What's wrong with DVD? Well, the problem lies in the DVD Copy Control Association's worthless excuse for copy-protection.

Supposedly, their scheme protects the movie industry's works from copying. BUT IT DOESN'T. A DVD can easily be copied, bit-for-bit, and that copy will play on any industry-standard DVD player.

The second problem is that because the DVD CCA is asking for major bucks for CSS licenses, and since they discriminate against smaller developers, the only DVD players for alternative platforms are made from the infamous DeCSS code (or other CSS decrypters derived from establishment DVD players), which, because of laws bought by the technophobic media industry, is illegal in the US and possibly other countries.

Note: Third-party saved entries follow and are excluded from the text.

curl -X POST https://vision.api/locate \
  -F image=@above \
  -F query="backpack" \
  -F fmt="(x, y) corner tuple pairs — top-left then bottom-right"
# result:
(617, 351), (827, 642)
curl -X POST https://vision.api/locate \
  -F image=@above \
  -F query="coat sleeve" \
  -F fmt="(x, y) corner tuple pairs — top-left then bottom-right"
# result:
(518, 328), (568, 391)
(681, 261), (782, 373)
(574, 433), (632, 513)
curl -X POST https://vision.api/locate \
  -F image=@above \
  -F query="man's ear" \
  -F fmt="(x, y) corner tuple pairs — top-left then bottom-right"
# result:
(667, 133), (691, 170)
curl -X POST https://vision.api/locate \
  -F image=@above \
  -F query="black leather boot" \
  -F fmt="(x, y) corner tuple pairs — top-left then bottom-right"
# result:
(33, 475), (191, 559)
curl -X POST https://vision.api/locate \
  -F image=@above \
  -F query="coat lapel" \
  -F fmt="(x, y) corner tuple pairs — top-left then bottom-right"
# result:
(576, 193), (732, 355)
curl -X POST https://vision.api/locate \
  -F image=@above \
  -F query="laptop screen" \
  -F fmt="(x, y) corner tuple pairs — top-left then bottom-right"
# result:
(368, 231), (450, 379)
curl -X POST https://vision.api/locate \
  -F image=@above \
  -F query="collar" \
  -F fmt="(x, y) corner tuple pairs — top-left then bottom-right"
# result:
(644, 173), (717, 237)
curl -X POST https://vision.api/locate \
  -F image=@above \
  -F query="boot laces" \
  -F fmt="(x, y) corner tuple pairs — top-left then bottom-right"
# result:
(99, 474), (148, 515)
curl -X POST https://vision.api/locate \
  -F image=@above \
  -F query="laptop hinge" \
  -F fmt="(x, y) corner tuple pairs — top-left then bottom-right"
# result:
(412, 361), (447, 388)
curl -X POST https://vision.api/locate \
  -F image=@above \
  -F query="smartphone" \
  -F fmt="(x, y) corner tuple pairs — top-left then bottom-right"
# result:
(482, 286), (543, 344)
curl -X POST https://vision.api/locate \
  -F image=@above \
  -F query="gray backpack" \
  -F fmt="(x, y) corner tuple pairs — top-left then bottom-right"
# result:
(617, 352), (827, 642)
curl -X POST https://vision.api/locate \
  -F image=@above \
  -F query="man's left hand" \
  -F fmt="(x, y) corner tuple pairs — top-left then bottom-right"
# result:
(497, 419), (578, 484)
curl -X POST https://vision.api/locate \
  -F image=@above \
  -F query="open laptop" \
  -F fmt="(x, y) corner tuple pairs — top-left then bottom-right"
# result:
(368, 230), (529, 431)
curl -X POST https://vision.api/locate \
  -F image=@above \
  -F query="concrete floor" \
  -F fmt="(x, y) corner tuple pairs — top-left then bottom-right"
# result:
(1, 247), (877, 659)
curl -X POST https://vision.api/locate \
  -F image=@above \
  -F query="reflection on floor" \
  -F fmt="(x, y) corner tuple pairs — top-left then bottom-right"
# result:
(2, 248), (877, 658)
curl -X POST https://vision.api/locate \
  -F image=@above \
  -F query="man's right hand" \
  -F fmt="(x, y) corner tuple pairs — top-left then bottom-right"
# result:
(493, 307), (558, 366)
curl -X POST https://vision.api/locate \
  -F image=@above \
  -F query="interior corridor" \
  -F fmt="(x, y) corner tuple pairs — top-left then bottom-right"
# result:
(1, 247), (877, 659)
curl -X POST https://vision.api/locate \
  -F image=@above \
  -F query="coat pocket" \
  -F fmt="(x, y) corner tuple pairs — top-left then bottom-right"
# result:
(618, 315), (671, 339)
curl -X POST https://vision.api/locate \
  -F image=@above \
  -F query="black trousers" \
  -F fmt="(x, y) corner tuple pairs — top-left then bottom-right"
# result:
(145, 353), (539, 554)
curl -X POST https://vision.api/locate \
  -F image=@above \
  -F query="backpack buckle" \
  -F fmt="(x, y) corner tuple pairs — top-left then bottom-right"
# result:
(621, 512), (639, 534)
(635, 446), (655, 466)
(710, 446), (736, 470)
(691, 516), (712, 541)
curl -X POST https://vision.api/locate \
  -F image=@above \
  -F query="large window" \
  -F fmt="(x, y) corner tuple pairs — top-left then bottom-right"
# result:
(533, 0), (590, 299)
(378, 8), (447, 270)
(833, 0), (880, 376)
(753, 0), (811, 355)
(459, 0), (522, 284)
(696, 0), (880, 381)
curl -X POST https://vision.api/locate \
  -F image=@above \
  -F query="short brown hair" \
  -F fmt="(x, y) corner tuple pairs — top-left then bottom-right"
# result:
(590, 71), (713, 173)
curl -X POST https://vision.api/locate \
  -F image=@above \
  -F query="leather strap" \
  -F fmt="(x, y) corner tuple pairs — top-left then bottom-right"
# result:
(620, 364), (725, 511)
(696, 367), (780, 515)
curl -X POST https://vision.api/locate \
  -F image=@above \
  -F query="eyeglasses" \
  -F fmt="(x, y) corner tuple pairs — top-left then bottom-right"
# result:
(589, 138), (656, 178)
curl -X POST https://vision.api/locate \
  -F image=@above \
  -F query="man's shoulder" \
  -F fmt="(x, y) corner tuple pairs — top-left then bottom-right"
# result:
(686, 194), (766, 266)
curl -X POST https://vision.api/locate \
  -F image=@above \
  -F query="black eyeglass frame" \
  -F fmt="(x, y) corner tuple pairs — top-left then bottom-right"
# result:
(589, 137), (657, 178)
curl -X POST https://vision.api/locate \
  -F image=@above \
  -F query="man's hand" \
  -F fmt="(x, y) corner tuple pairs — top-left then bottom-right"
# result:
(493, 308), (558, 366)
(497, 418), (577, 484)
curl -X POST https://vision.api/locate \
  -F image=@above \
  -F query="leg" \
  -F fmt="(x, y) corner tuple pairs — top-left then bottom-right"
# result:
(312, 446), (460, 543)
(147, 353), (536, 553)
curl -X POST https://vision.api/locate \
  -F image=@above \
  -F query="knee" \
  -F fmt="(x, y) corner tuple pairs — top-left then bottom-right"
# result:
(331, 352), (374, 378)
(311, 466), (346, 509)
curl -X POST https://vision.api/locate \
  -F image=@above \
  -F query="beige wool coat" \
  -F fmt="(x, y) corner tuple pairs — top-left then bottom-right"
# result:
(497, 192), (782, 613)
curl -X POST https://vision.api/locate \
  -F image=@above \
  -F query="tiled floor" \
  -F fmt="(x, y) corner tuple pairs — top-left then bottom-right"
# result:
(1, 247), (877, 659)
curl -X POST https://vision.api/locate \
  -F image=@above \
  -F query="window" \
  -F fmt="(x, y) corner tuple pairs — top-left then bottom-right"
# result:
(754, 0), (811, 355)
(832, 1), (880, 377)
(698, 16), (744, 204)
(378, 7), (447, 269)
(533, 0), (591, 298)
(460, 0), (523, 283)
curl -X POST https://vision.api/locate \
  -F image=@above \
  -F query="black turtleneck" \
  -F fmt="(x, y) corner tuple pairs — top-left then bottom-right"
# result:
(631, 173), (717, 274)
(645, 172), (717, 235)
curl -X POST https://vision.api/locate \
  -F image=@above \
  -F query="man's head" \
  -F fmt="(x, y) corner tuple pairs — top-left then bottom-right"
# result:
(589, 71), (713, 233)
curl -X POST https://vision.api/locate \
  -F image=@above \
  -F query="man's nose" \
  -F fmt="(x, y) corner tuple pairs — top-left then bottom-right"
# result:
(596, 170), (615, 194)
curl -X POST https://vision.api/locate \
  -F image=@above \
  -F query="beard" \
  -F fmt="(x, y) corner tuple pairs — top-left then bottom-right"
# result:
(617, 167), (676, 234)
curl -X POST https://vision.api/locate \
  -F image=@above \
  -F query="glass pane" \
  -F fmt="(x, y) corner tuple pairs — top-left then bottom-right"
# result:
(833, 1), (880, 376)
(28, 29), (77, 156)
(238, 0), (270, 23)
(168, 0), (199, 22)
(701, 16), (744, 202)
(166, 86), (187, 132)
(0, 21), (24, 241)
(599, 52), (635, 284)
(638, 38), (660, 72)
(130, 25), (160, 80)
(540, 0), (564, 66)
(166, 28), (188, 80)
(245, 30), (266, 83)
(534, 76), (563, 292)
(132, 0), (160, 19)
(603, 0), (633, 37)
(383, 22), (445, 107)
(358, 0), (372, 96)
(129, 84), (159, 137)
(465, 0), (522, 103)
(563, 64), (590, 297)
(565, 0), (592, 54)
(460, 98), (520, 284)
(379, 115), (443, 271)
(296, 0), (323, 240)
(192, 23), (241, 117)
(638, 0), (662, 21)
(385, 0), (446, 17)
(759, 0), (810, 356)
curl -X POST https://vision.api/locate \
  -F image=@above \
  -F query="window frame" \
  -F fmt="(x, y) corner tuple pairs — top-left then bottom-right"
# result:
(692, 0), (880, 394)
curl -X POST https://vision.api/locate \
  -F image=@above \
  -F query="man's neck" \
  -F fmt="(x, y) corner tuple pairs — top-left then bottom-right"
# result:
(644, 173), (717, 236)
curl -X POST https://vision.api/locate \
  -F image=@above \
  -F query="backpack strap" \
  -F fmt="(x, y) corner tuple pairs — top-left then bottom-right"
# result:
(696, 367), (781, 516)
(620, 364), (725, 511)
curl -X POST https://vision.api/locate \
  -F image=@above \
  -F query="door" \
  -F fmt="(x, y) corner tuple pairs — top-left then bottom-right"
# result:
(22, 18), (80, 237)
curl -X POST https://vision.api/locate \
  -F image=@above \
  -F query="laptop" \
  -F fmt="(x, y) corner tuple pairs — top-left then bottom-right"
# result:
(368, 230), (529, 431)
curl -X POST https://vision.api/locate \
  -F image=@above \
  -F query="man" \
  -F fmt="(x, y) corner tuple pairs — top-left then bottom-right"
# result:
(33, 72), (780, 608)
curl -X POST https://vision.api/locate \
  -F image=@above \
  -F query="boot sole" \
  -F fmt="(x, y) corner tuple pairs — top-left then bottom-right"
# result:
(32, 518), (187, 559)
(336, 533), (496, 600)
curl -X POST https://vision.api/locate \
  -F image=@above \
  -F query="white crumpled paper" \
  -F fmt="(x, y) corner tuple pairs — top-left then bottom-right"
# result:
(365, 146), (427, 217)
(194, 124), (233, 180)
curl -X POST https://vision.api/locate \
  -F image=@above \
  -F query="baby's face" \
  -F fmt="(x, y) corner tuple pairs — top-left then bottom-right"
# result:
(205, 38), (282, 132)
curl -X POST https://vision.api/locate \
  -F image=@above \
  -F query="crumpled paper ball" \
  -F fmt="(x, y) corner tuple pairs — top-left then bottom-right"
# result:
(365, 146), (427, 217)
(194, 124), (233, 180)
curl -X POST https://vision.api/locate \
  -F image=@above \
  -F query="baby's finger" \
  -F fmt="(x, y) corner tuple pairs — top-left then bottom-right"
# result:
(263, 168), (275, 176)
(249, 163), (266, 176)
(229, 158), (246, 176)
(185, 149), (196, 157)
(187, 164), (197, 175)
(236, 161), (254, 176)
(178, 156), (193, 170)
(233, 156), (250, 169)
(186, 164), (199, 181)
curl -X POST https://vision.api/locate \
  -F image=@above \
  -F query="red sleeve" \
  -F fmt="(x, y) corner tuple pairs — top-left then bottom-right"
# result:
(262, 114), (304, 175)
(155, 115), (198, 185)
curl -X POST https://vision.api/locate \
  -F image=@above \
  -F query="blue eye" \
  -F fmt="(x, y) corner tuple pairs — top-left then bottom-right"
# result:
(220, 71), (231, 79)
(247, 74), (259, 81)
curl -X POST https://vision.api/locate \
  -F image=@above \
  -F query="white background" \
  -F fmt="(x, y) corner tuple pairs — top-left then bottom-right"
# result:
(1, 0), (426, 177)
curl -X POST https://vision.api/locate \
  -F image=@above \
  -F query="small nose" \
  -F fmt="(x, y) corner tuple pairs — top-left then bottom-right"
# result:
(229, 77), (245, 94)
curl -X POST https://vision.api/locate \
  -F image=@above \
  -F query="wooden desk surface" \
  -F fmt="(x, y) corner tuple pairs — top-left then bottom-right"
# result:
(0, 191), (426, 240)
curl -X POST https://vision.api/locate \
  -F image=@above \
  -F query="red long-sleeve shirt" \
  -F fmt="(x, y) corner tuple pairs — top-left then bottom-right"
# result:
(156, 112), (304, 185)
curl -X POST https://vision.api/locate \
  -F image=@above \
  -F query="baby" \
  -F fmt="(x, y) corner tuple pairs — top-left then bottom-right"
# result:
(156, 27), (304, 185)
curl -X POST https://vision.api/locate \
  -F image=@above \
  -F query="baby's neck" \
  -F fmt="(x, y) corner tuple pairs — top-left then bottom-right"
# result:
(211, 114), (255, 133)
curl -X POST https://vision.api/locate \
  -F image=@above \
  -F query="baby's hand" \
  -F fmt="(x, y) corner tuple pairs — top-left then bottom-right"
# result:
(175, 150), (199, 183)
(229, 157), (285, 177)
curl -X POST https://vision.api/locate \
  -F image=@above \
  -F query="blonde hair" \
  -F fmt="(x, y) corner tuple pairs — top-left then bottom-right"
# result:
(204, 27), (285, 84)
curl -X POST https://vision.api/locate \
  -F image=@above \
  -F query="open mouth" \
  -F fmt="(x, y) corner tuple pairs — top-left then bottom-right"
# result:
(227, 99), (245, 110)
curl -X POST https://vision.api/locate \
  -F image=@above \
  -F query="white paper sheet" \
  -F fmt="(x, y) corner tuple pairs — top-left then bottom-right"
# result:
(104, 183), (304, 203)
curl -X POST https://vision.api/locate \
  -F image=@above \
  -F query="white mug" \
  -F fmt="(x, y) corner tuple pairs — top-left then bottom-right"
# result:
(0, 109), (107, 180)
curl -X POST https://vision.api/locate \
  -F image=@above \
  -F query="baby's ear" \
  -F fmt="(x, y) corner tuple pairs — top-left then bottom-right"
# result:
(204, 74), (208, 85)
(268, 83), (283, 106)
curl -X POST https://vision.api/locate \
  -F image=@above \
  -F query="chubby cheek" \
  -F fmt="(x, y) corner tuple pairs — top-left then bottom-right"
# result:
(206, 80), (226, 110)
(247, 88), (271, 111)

DeCSS is illegal because of the Digital Millennium Copyright Act, which is little more than a law against activites that harm no one, except maybe the media companies, but even then only slightly. Remember that it takes several days to download a DVD movie through a 56K connection!

But still, the MPAA, the group that also gives movie ratings, defends CSS and the DMCA and is trying to drive DeCSS into non-existence. Guess what--THEY CAN'T WIN! Every time they shut down a site, many more pop up.

Hey you, CCA, take your CSS and put it in the public domain, where it belongs! IT DOESN'T WORK!

I SAID, IT DOESN'T WORK!!!

By putting CSS into the public domain or licensing it as GPL, rather than charging to license it, it would make DVD players cheaper, it would make DVD programs for OS/2, Linux, Solaris, BeOS, DOS (well, it could happen! ;-), etc. possible, and it wouldn't make copying DVD's any easier.

Region Coding Sucks!

And about region coding: it's a load of bullsh!t! All it is is another scheme to make money at the expense of those who are willing to buy the DVD's in the first place. All the while, some folks will stick with VHS, even if it gives them a worse picture, because at least they can still get import tapes that WORK, and they can skip the previews.

Which brings me to another issue: Circuit City's plan to get rid of tapes is premature and will end up costing them a bit. But that's for another rant.